First Minister Ian Paisley and his deputy Martin McGuinness appeared to enjoy their appearances together so much that northern wits dubbed them the 'Chuckle Brothers'. The relationship with the new DUP leader, widely expected to be Peter Robinson, may not be as jovial.

Wednesday March 05 2008

THE last three times that Ian Paisley has met with the Taoiseach, the First Minister sported the same tie. It was blue and festooned with jaunty Union Jacks.

"My granddaughter gave it to me," he explained in Dundalk. "It's a very nice tie".

Dr Paisley has always been a family man. He has five children, three daughters Sharon, Rhonda and Cherith, and twin sons, Kyle and Ian Junior. Two of his offspring, Rhonda and Ian Junior, followed him into the boiling cauldron of politics in Northern Ireland.

In an interview in 2005, Rhonda admitted, 'It wasn't just politics at the breakfast table, it was lunch, tea, dinner. It's very difficult when your father's a public figure, because for pure devilment, you want to do the opposite."

But it may yet turn out that the close familial ties between both Rhonda and Ian Junior to their father may have contributed towards his exit from public life.

For both children have in recent years added to the long list of controversies generated by the Paisley paterfamilias.

Rhonda -- a chip off the old block -- proved to be an unpredictable and somewhat colourful public figure. She was a member of Belfast City Council for the DUP, and when she was named as Mayoress of the City, she used to sound a trumpet every time Sinn Fein councillors tried to speak.

She retired from the limelight to become an author and artist and TV presenter. In 2005, she was back in the headlines when she launched a sex discrimination case against the DUP after she failed to get a job as a policy officer. A year later, she won an apology from her father's party.

More recently her brother, Ian Paisley Junior MLA has out-done Rhonda when it comes to attracting unwelcome headlines, due to his talent for putting his foot in his mouth. In 2005, he came under fire for voicing objections to same-sex marriages when he declared: "I think these sorts of relationships are immoral, offensive and obnoxious".

Furore

He rekindled the furore in May of last year in an interview with 'Hot Press' magazine: "I am pretty repulsed by gay and lesbianism. I think it is wrong. I think that those people harm themselves and -- without caring about it --harm society. That doesn't mean to say that I hate them -- I mean, I hate what they do".

Ian Junior caused more serious unease among DUP members when his lobbying on behalf of a North Antrim property dealer, Seymour Sweeney over the building of a visitors' centre on the Giant's Causeway came to light last year. However, when he was questioned on his relationship with the businessman Ian Junior responded that he merely "knew of'' Sweeney.
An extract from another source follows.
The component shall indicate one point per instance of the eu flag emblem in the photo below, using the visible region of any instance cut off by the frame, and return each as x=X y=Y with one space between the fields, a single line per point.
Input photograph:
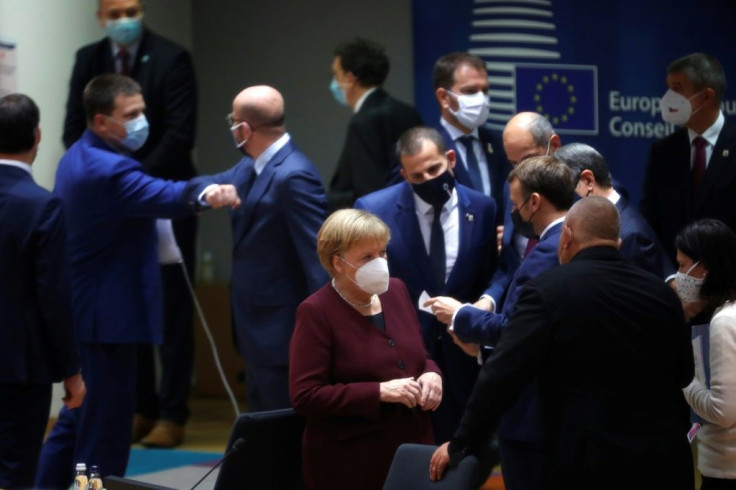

The was swiftly discredited when pictures of the pair together emerged, and it later transpired that Paisley Jnr had lobbied on Sweeney's behalf on a number of issues, and had also bought a holiday home from Sweeney.

The knives were out in the DUP for Big Ian's son, who was regarded as an inexperienced politician out of his depth.

Controversies further piled up this year, when it was revealed he was also paid as a Westminster researcher for his father while drawing salaries for being an MLA and a junior minister in the Northern Ireland Executive.

This was followed by the revelation that both Ian Senior and Junior were claiming the £62,500 annually from the public purse to rent a constituency office in Ballymena. Furthermore, it was also revealed that Rhonda was employed as the First Minister's diary secretary at his Ravenhill Road office in Belfast.

The clamour became too loud for even the once-powerful Paisley clan to ignore, and Ian Paisley Jnr resigned as junior minister on February 18.

Immediately, the knives were re-sharpened and turned against the weakened First Minister.

And perhaps with his greatest supporter and right-hand man out of the picture, Big Ian decided it too was time for him to quit the stage.